Thanks for your help, really appreciate this great post.
http://www.howtobefit.com/determine-maximum-h eart-rate.htm
Wait...I thought bigger people burnt more. As I've lost weight my burn according to CC has gone down and down for the same things but I tried upping and downing my weight on that tool. At my actual weight of around 130lbs it gave me a burn of 840. At 120 it said 865 and when I tried 300lbs it said 700 per hour. I left all the other factors the same.
:s
Jeff: If you know your calories expended for some activity, you can calibrate the website to give you good results. I'll just put my age in as 45. I do something similar with my BF scale. I tell it I'm 31 and we are both happy.
This tool gives me results that are waaay too high compared to what Polar F11 tells me.

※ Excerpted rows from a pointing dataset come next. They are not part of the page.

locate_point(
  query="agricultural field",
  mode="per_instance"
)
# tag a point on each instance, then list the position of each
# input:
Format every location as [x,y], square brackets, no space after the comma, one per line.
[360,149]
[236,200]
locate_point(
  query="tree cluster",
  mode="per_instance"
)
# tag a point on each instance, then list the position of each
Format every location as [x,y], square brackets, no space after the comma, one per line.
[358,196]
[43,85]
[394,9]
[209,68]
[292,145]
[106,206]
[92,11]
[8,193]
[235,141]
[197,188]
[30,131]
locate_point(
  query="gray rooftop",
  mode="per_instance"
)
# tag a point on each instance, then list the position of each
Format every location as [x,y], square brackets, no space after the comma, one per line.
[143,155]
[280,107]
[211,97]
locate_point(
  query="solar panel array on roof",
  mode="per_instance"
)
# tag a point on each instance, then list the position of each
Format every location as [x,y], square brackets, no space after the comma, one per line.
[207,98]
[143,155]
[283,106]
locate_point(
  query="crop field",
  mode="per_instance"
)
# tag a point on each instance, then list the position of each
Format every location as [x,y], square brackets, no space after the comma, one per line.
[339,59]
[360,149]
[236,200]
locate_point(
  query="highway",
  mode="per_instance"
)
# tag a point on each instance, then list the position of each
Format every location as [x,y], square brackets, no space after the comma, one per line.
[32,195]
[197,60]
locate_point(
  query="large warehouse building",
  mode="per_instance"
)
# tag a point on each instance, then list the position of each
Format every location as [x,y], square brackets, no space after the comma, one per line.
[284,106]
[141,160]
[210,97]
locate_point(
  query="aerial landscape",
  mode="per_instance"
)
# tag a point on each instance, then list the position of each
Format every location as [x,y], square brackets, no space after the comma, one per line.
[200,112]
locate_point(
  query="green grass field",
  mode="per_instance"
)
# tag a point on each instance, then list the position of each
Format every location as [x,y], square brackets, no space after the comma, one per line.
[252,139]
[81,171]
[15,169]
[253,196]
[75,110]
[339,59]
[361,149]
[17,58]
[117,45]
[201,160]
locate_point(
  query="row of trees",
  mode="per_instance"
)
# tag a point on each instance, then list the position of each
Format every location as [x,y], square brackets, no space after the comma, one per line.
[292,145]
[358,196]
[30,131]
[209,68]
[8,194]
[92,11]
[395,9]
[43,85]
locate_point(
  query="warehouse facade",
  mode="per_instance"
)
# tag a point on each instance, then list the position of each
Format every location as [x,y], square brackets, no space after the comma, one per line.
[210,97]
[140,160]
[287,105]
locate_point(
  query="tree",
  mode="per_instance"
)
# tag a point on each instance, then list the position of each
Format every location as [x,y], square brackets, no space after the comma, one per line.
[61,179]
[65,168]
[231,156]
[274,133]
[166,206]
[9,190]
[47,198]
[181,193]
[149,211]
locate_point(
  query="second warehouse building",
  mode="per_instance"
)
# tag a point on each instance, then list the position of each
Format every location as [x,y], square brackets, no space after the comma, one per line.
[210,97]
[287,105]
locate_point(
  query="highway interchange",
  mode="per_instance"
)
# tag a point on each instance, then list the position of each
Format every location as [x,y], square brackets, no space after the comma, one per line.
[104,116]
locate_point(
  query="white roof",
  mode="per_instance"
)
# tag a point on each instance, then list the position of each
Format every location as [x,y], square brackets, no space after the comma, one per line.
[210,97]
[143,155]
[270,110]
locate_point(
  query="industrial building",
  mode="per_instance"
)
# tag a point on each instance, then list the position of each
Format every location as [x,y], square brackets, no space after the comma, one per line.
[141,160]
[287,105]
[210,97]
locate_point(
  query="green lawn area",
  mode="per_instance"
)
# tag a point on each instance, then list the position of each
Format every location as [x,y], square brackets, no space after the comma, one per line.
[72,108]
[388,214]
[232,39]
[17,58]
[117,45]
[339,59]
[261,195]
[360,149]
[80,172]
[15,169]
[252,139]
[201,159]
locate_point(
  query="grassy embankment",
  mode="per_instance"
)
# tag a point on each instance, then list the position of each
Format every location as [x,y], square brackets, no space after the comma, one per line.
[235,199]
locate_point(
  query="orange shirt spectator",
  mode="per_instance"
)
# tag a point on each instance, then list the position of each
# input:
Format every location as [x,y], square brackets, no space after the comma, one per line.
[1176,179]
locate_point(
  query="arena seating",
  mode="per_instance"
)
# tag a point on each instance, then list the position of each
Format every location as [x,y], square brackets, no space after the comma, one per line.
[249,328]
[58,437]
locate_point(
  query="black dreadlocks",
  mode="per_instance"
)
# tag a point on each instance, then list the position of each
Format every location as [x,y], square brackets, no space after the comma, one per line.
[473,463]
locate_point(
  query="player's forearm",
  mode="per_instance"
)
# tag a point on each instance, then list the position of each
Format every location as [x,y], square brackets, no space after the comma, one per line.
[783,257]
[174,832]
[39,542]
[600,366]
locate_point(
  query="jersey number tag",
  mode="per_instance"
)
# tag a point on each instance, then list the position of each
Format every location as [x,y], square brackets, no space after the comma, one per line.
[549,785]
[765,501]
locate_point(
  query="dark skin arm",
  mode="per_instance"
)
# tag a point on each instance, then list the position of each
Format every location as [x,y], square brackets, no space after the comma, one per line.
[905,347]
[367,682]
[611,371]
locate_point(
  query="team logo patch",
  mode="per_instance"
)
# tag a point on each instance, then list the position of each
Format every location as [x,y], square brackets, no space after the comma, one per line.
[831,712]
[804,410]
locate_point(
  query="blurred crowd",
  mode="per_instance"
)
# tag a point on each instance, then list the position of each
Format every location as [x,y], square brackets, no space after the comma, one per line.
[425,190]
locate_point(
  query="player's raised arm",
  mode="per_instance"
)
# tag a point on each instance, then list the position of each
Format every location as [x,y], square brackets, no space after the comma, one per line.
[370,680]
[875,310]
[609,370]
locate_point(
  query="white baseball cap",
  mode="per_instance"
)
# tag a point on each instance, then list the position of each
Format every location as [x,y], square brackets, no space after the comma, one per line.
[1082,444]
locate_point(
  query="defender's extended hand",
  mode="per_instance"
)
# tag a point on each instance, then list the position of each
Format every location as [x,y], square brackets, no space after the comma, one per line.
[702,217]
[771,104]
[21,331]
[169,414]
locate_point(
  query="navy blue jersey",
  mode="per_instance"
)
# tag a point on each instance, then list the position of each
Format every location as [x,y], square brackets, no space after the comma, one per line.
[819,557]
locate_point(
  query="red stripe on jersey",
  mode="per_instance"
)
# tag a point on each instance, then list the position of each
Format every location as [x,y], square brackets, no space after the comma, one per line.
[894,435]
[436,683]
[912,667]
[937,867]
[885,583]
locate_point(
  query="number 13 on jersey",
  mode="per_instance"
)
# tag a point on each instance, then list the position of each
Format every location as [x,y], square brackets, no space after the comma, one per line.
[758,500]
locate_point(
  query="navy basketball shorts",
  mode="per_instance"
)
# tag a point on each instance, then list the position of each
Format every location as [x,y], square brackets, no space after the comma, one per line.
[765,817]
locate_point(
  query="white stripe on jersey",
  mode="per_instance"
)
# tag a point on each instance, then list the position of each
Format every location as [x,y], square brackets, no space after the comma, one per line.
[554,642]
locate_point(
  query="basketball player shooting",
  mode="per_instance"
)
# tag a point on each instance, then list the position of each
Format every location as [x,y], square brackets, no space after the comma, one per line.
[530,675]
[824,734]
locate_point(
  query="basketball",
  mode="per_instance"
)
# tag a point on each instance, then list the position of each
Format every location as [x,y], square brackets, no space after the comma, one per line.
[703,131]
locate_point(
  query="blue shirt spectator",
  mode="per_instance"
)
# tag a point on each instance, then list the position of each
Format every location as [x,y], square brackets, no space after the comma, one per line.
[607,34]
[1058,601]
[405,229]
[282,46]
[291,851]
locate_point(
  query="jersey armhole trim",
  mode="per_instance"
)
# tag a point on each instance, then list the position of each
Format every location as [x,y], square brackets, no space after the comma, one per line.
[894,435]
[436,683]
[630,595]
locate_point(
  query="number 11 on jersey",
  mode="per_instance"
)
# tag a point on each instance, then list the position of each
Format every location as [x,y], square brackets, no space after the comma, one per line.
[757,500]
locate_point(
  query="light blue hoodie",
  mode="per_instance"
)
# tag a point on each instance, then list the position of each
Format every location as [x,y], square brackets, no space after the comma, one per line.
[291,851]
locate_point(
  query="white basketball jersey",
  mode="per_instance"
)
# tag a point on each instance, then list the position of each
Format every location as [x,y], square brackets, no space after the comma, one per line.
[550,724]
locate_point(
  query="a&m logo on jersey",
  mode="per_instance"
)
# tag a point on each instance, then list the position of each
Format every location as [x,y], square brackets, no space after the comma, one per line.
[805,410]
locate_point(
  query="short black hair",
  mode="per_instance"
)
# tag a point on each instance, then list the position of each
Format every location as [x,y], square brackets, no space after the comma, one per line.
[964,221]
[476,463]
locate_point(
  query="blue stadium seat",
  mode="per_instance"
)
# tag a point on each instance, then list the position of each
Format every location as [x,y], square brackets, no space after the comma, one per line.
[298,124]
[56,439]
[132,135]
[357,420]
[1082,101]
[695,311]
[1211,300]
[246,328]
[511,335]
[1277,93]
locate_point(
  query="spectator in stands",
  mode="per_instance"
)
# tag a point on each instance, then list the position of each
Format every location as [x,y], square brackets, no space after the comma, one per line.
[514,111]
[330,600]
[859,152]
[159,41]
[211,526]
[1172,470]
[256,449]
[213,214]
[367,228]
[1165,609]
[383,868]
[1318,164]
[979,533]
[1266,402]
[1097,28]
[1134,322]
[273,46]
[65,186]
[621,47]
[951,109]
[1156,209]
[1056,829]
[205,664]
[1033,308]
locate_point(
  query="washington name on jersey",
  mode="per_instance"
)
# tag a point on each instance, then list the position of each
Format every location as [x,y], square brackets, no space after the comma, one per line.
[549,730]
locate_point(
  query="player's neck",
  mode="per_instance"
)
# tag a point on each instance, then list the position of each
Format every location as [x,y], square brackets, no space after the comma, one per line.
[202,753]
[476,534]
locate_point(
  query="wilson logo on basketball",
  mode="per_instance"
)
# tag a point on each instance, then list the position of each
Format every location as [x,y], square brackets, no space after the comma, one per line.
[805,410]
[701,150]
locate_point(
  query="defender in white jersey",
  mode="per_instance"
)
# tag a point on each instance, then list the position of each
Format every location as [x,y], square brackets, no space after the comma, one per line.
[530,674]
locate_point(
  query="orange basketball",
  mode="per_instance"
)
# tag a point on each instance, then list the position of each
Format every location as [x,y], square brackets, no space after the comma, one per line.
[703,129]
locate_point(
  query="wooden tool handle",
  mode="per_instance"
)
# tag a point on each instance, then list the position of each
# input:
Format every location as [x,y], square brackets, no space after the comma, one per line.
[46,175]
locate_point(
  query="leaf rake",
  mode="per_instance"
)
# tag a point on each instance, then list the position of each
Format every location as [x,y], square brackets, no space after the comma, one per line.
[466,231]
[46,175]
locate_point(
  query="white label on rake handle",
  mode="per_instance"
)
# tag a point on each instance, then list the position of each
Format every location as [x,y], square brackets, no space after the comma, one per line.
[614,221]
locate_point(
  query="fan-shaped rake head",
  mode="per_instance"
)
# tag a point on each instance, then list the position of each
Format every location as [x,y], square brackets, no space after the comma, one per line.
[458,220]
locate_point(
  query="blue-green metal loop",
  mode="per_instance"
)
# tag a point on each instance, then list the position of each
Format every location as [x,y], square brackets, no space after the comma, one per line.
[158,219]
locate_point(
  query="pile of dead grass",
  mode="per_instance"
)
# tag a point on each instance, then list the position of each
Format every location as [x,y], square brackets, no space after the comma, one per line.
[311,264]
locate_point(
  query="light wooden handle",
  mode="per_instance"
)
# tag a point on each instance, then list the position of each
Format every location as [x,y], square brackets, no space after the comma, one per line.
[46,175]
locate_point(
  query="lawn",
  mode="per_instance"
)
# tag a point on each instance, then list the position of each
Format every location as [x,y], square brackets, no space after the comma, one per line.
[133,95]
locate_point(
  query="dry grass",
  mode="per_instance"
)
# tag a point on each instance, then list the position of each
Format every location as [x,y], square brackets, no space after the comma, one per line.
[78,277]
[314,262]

A 60 minute BodyPump class is usually between 320 and 360 kcal with the avg heart rate 142-146. This tools tells me I burn 560-585 with no VO2max set, and 468-495 with VO2max = 45 (that's my OwnIndex from Polar, but I'm not sure it would be equal to vO2Max). The difference is 150-225 per hour, which is HUGE.
It seems like this site estimates a VO2 Max of ~50 if you leave it blank (I tested the numbers a few times). I had my VO2 Max tested (suboptimally), and I was given a VO2 Max result of 43.1, which for my age range was in the 90th percentile. I consider myself to be a very fit individual, so I was okay with the results - I know it's not perfect, but may be close enough (and better than nothing, I guess). My preliminary assumption would be if you're very fit, this calculator is close, but if you're not, it estimates too high.
I tried some specific examples to test this out:
Using this site I put in an average heart rate of 150, duration of 30 minutes and VO2 Max of 43.1 and was given ~284 cals. If I leave the VO2Max blank, the tool estimates 303 cals for the 30 same minute period. The CC site gave me 274 cals for 30 minutes of "moderate" activity on the elliptical (what I used to designate an avg heart rate of 150). After a couple tries, this site matched CC's estimate of 274 cals for "moderate" elliptical activity when I entered a VO2Max of 39, which is still on the high end of "Excellent" according to the test results I was given (perhaps 88th percentile?).
When entered "vigorous" activity for the elliptical on the CC site, I was given 384 cals for 30 minutes. I estimated this would be a heart rate of 185 (220-my age (35)). With my VO2Max it estimated 397 cals. With VO2Max of 50 (or if left blank) it estimated ~415 cals. With a VO2Max of 39, it estimated 386, so pretty close to my first test results.
Has anyone else tried this? I wonder if CC's calorie burn numbers match this site when you input VO2Max of ~39 based on my age (35) and weight (120), or if this rule applies across the board.
Based on my VO2Max test results and what I tested on this link, I personally think this tool estimates calorie burn too high for the general, sedentary population (assuming, of course, my suboptimal VO2Max test was even close to accurate). I'm always more inclined to take the lowest calorie burn estimate, just to be on the safe side.